Fifty-two-year-old Gary Carl Buoy was once a law-abiding citizen, a concealed handgun permit holder, living in Oklahoma with his wife Diana Faye Buoy. Then he shot her in the head with a .357 revolver from a few inches away. Kenneth Allen Keith, 48, a gold broker, was also a concealed handgun permit holder when he entered a pawn shop in Danville, Kentucky, and, in the course of a robbery, shot and killed three people in the presence of two children, aged nine and 14 months. The 9-year-old had to call 9-11 to say his parents were dead, lying on the floor. Marvin Arrell Stanton, 49, was at a gas station in Arkansas when he told Jessie James Hamilton to “move his fucking truck” before eventually shooting him from three feet away. Stanton was certified to teach concealed carry classes.

A talking point the National Rifle Association often peddles—and one trumpeted by everyone from Sheriff Joe Arpaio to the Washington Times, especially after massacres like the Las Vegas shooting—is the idea that the best way to stop a bad guy with a gun is to have a good guy with a gun take action.
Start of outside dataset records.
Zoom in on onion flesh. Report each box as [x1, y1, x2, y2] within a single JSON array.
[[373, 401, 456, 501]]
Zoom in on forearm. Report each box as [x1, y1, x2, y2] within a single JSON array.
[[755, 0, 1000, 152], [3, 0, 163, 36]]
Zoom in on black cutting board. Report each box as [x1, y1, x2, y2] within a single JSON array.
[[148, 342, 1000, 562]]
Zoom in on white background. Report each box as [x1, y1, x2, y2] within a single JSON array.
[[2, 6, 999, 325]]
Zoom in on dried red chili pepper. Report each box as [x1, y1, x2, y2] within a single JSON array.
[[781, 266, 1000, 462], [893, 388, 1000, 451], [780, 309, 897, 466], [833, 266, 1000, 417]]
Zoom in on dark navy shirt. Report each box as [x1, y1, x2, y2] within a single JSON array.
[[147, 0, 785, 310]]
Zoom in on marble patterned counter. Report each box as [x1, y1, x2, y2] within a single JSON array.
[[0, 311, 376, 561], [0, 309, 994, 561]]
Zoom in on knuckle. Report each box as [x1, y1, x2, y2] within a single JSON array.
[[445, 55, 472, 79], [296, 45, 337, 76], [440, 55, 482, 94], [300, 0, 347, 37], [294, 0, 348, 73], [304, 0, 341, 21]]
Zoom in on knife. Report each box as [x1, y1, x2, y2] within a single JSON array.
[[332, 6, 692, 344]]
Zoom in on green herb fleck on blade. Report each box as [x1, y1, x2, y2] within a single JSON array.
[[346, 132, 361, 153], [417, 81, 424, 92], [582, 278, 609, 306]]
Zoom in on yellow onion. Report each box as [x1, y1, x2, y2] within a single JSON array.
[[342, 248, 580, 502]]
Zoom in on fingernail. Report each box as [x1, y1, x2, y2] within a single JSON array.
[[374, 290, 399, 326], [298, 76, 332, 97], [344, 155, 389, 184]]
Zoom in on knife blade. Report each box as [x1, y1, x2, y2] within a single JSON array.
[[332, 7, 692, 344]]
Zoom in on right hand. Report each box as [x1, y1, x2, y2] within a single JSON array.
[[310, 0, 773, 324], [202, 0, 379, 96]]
However, there is precious little evidence to support the theory, and significantly more showing that the more commonplace guns are, the more crime takes place.

While this study itself does not attempt to discern what, exactly, this means for public safety, other recent studies have shown that states with weak concealed carry laws, or those that have enacted so-called right-to-carry (RTC) concealed handgun laws, experience higher rates of violent crime. “There is not even the slightest hint in the data that RTC laws reduce overall violent crime,” said Stanford Law School Professor John Donohue in a breakthrough study released in June, which found that states that adopted right-to-carry laws experienced a 13 to 15 percent increase in violent crime within 10 years of enacting them.